Book Ratings and Reviews

By conversing via Twitter, Blogs or other social media outlets I get some of my daily thought ideas. Today’s random thought is book ratings. We usually like a book and give it a number of stars, five stars being the top honor. But what if you could actually design your own rating system? What if next to stars were skunks. How would you feel if a reader rated your book 5 skunks? How about 5 leeches? That’s really a blow to an author. To know his/her story sucked to the 5th degree. Even worse, combine a skunk with a leech, to let you know you stunk and sucked at the same time. That’s a little demoralizing to say the least.

I personally wouldn’t mind if I could just get a review. One that is logical and intelligent, not “Your story stunk like a dead skunk locked in your trunk.” Although such a review could lead you to be the next Dr. Seuss. Imagine reading this in preschool.

“EW’s book is worse than a nook crook, it’s a dead skunk, in the trunk. Stunk much it did in the trunk, it sucked like a plucked duck run over by a truck. It was like a leech between my teeth as I bathed on the beach.”

Imagine the tales you’d hear at the dinner table from little Johnny and Suzy. Johnny comparing your strips of fried liver to that of the shape of a leech, and Suzy wanting to check between your teeth. Then my books would be outlawed and burned in the streets. So you can see, keeping book ratings simple is in the best interest of us all.

How about sound affects like Ross Perot’s great sucking sound as the nation races towards debt hell or a snorting sucking pig. Okay, those are just bad ideas as well.

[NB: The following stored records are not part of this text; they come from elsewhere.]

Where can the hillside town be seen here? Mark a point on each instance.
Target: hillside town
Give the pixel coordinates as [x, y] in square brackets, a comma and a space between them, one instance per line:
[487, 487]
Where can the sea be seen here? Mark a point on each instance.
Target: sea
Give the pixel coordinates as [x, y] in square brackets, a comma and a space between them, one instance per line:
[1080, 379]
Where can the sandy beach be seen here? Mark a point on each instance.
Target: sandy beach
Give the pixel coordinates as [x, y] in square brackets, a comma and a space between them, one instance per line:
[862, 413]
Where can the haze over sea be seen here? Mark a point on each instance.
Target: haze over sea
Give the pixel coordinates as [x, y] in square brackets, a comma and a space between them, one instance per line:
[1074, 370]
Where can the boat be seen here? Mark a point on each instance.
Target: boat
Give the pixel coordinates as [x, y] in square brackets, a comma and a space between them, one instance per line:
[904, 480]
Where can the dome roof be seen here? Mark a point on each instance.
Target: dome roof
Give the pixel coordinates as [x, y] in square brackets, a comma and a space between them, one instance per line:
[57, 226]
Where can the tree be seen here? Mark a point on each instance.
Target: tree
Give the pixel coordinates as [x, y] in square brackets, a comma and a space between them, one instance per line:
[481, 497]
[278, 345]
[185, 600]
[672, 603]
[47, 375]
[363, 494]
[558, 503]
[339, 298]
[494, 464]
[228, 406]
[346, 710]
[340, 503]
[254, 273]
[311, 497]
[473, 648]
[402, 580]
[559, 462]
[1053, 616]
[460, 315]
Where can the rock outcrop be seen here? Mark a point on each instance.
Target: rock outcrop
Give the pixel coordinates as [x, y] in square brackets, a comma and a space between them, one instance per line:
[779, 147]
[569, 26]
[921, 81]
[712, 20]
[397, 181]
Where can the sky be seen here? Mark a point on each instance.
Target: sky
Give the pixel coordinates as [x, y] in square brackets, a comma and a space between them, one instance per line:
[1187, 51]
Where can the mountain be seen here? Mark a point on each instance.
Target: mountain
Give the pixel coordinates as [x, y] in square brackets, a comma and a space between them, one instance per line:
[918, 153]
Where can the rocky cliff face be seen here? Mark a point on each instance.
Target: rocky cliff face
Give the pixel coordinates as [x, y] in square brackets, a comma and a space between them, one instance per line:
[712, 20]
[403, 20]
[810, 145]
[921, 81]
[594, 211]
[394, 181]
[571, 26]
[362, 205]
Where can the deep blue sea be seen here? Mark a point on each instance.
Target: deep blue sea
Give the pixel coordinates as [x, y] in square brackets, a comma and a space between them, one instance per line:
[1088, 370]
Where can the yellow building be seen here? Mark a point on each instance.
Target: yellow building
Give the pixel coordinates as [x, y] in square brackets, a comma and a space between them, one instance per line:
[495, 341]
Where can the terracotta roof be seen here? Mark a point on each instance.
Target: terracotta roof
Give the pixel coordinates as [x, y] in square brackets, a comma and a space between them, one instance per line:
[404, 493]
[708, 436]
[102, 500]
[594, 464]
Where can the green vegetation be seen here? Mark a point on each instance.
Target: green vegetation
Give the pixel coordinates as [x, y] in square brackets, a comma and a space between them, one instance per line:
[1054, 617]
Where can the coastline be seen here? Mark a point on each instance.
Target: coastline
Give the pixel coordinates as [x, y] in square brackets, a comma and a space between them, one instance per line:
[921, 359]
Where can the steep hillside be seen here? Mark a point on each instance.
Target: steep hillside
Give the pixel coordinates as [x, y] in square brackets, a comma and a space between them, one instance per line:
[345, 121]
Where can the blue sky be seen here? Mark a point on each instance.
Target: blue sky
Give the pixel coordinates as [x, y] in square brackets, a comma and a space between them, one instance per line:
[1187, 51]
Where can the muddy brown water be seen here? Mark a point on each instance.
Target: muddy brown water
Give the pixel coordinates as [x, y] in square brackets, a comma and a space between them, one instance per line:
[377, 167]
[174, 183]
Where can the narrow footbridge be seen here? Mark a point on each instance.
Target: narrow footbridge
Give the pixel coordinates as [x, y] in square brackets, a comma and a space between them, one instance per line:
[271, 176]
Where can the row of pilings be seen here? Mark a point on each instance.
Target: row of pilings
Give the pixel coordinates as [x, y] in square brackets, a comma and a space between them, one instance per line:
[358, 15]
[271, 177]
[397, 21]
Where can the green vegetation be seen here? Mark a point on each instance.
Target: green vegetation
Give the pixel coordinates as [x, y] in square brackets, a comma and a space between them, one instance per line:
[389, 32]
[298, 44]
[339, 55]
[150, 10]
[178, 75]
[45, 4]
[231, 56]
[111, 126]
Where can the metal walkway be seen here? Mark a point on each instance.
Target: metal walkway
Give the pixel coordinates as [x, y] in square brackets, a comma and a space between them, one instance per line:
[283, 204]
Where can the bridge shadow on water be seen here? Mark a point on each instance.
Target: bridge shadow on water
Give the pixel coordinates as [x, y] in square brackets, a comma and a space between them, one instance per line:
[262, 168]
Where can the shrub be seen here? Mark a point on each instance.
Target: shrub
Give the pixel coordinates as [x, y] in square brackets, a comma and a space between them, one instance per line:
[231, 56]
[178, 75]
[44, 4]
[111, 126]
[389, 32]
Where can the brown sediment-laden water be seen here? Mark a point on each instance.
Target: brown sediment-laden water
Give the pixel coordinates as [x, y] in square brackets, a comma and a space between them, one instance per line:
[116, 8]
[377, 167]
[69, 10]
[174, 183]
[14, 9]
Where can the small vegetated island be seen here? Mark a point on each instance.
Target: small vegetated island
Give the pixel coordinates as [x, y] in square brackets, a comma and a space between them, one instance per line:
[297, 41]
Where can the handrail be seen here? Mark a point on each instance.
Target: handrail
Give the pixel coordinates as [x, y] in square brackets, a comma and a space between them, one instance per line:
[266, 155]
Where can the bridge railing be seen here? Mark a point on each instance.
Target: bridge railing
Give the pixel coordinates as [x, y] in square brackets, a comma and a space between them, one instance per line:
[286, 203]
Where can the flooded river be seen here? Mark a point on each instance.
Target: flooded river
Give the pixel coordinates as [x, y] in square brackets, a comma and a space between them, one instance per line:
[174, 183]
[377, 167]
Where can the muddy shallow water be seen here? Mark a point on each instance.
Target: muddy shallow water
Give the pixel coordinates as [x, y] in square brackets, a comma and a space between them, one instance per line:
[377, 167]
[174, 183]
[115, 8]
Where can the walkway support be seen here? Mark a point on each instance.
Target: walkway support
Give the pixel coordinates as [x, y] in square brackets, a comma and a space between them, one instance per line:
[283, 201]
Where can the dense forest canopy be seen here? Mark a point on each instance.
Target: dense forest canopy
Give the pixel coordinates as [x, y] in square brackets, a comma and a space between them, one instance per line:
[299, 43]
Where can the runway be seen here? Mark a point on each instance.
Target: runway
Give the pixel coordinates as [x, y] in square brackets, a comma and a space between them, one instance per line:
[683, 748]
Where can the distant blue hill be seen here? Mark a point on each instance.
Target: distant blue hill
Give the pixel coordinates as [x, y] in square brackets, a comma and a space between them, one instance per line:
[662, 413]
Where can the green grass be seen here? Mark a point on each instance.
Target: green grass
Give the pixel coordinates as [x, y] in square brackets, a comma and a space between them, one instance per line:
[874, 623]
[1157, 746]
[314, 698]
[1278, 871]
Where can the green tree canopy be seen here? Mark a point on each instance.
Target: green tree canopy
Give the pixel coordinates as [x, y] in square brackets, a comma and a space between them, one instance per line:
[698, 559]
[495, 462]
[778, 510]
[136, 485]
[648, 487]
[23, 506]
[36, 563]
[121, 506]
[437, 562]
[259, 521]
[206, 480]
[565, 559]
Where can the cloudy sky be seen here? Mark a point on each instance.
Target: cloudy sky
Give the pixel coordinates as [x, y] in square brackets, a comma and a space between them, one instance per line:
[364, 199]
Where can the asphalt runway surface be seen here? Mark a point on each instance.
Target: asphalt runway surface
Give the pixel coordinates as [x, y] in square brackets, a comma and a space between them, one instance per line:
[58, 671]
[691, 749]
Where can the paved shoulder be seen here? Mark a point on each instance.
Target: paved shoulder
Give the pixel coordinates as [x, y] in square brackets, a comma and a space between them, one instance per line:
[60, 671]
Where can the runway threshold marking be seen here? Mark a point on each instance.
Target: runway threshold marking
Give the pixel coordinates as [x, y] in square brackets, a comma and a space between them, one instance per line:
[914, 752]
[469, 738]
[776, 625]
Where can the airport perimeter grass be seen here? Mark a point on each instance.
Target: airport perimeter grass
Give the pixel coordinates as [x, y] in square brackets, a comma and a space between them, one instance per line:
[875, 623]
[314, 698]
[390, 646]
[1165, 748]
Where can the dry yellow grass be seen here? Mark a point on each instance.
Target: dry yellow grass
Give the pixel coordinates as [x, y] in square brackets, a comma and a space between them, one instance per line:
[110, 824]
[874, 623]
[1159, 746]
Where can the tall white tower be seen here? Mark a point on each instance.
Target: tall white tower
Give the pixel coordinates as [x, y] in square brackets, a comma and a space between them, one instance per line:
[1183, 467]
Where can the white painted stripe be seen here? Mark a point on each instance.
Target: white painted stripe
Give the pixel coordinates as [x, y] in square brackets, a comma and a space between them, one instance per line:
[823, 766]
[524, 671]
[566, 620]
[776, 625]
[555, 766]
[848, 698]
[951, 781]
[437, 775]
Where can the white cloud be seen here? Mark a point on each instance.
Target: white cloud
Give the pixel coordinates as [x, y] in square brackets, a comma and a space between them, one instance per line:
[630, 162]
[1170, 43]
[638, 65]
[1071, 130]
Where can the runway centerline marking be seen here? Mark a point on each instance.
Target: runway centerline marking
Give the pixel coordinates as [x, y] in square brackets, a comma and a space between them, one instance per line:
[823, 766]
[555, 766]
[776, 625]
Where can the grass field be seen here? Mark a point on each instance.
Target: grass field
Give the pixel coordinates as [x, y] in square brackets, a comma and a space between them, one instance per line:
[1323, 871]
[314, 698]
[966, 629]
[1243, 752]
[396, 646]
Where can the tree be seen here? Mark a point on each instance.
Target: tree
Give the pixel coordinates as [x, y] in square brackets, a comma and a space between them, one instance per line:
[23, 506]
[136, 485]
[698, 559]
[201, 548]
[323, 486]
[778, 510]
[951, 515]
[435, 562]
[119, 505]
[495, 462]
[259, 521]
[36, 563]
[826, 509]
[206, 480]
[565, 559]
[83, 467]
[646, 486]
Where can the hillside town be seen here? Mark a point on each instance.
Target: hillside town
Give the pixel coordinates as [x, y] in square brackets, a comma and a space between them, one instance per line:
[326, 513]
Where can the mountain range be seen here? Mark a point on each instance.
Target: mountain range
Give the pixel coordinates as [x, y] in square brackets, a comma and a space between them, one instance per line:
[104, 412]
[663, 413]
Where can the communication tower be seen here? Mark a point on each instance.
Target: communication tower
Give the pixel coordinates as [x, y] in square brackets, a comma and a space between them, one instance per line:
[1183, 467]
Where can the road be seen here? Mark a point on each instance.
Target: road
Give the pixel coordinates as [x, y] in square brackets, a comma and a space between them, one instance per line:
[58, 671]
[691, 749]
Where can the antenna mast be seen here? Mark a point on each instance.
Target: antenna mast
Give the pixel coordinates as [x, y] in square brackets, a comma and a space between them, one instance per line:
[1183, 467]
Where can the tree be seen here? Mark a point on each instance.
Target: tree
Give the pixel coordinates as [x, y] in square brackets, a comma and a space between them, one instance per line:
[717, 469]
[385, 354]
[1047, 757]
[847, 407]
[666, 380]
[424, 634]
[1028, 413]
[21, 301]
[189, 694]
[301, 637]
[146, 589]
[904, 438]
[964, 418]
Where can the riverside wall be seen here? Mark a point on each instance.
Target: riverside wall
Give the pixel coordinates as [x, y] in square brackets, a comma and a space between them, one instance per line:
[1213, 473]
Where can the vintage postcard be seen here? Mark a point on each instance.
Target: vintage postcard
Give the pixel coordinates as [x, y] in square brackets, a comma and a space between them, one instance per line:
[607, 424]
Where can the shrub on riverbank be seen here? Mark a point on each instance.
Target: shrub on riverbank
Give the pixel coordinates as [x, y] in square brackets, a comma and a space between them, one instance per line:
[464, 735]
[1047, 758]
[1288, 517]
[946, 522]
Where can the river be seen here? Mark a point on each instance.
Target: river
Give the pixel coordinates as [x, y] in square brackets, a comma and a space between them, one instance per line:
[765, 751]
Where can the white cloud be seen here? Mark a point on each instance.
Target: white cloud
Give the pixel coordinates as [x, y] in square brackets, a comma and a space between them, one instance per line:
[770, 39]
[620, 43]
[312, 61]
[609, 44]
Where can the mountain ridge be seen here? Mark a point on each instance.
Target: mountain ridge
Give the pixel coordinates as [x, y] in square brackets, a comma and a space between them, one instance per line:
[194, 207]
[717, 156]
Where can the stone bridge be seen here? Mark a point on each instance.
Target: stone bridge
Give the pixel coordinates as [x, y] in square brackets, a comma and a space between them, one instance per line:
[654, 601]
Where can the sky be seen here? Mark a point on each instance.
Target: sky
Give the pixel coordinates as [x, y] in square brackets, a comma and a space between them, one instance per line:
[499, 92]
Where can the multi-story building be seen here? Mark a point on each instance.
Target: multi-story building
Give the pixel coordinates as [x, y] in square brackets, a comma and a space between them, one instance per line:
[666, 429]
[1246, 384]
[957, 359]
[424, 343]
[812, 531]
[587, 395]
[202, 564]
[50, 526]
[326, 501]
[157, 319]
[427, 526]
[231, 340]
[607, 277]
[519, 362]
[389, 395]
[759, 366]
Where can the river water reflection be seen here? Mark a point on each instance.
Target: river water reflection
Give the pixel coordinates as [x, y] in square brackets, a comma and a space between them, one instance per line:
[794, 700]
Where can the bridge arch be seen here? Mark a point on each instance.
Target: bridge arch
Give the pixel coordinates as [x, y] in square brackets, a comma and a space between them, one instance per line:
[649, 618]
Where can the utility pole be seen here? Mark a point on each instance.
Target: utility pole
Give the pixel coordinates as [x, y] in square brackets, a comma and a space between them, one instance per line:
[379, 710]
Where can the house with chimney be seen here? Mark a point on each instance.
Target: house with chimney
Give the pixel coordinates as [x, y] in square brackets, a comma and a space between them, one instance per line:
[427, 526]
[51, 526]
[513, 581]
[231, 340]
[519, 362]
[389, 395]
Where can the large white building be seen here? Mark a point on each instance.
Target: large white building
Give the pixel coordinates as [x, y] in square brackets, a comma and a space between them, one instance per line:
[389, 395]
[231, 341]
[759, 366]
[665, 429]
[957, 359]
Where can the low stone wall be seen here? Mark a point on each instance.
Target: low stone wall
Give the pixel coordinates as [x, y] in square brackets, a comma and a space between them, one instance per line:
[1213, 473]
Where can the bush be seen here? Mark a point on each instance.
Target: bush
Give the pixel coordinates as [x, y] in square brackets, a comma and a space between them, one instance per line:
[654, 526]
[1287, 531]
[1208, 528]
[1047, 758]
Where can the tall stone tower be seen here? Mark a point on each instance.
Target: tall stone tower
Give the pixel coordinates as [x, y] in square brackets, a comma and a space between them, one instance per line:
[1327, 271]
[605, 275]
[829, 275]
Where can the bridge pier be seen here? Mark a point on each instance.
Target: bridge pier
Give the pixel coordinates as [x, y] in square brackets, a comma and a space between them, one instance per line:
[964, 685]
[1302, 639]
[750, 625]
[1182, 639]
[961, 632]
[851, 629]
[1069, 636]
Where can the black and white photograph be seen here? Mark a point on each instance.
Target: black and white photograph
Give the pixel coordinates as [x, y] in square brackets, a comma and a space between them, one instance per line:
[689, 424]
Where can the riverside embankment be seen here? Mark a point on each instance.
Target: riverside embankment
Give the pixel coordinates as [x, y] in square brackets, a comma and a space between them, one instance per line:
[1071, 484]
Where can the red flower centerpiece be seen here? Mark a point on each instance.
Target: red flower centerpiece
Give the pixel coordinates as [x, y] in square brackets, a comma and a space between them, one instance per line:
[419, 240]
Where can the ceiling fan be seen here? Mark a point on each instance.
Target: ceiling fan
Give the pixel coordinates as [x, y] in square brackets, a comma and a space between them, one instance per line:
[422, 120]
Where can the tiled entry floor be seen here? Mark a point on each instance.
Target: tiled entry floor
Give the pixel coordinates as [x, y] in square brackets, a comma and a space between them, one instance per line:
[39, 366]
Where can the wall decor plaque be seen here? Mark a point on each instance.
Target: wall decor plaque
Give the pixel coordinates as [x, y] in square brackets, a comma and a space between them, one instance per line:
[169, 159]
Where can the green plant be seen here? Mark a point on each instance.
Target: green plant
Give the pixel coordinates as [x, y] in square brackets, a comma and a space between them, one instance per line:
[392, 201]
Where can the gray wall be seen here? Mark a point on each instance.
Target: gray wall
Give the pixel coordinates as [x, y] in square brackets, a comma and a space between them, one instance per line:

Now if you had icons that represent good and evil, how are you supposed to react to that? If Satan gives it 5 evil icons, then you connected with him.

The point to all this random neuron firing is very simple. Authors live by ratings and reviews, but we don’t want to beg or be a nuisance. After you have completed a story, give us your honest but civil rating and review. When we authors see our story from your perspective, we learn, we grow and we, hopefully, write better stories in the future. They may still stink or suck, but maybe not to the 5th degree.